The shortcomings associated with the conventional techniques calls for the development of load monitoring system through intelligent utilization of RF transmission techniques by setting up an arrangement equipped to accurately transmit, monitor and analyze the accumulated load in the hoppers as well timely issuance of alerts in case the analysis shows signs of malfunctioning which are of utmost importance to keep the overall system up and running.
OBJECTS OF THE INVENTION
An object of the invention is to overcome the aforementioned and other drawbacks existing in prior art systems and methods.
Another object of the invention is develop a system and method for transmitting signals from the load cell indicative of payload weight at a field to remote location by using RF transmission.

Still another object of the invention is to monitor and analyze the transmitted RF signal at a remote location for accurate determination of the of the payload weight.
Yet another object of the invention is to issue alerts/warnings to the users located at a remote location in the event of the measured payload weight reaching alarming levels.
SUMMARY OF THE INVENTION:
The present application discloses a Radio-Frequency based system for transmitting load cell signal to a remote location and monitoring thereof as described in Figures 1 to 4. In one aspect, the system includes the load cell (2) configured to convert the payload weight received from a load sensitive equipment into an electric voltage signal representing load cell output voltage. The system further includes a transmitting section (4) configured to process the electric voltage signal before transmitting the processed electrical voltage signal toward a remotely located RF receiver (16) contained in an receiving section (6) wirelessly via an RF transmitter (15) contained in the Transmitting section (4). Further, the system includes an RF receiver (16) contained in the receiving section (6) configured to demodulate the processed electrical voltage signal received via an RF transmitter (15) wirelessly. In an aspect, the demodulated processed electrical voltage signal is represented in form of serial data. Furthermore, the receiving section (6) configured to further process the demodulated processed electrical voltage signal. Further, the system includes a load monitoring section (7) configured to monitor the payload weight by converting the numeric value of analog signal into a payload weight value representing the payload weight sensed by the load cell (2).
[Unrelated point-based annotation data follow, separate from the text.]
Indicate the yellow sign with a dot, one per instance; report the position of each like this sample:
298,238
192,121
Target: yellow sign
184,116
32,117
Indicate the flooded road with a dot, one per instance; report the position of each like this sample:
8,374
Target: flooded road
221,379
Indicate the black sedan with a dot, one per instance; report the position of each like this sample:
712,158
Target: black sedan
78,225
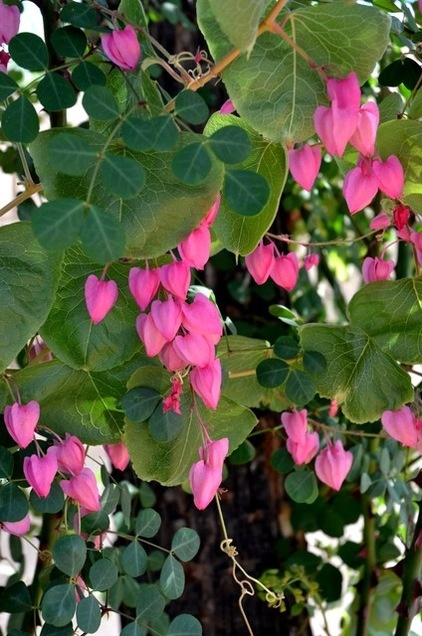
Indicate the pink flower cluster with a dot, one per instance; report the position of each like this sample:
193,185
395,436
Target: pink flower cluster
332,463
Further, the load monitoring section (7) is configured to store the payload weight value into a database server (9) via at least one of wired and wireless networks, thereby facilitating the users to access the payload weight value and generate alert to users in event of the payload weight value reaching a pre-set maximum level defined for the payload weight.
In another aspect, the present application disclosing a Radio-Frequency based method for transmitting load cell signal to a remote location and monitoring thereof includes processing the electric voltage signal by an transmitting section (4) before transmitting

the processed electrical voltage signal toward a remotely located RF receiver (16) contained in a receiving section (6) wirelessly via an RF transmitter (15) contained in the transmitting section (4). The method further includes demodulating the processed electrical voltage signal received via an RF transmitter (15) wirelessly by an RF receiver (16) contained in the RF receiving section. In one aspect, the demodulated processed electrical voltage signal is represented in the form of serial data. Furthermore, the method includes further processing of the demodulated processed electrical voltage signal. Further the method includes monitoring the payload weight by converting the numeric value of analog signal into a payload weight value representing the payload weight sensed by the load cell (2) by the load monitoring section (7). Furthermore, the method includes storing the payload weight value into database server via at least one of wired and wireless networks, thereby facilitating the users (10) to access the payload weight value by the load monitoring section (7) and generating alert to users in event of the payload weight value reaching a pre-set maximum level defined for the payload weight by the load monitoring section (7).
BRIEF DESCRIPTION OF THE ACCOMPANYING DRAWINGS
The drawings refer to embodiments of the invention in which:
Fig. 1 illustrates an RF based prior art system for transmission of load cell electrical
voltage signal.
Fig. 2 illustrates a block diagram of an embodiment of the system used for RF based transmission of load cell electrical signal.
Fig. 3 illustrates a block diagram of an embodiment of the system showing the components of the Transmitting section (4) which includes Amplifier (11), ADC (12), Encoder (13) and RF Transmitter (14).
Fig. 4 illustrates a block diagram of an embodiment of the system showing the components of the Receiving section (5) which includes RF Receiver (15), Decoder (16) and Digital to Analog Converter (17).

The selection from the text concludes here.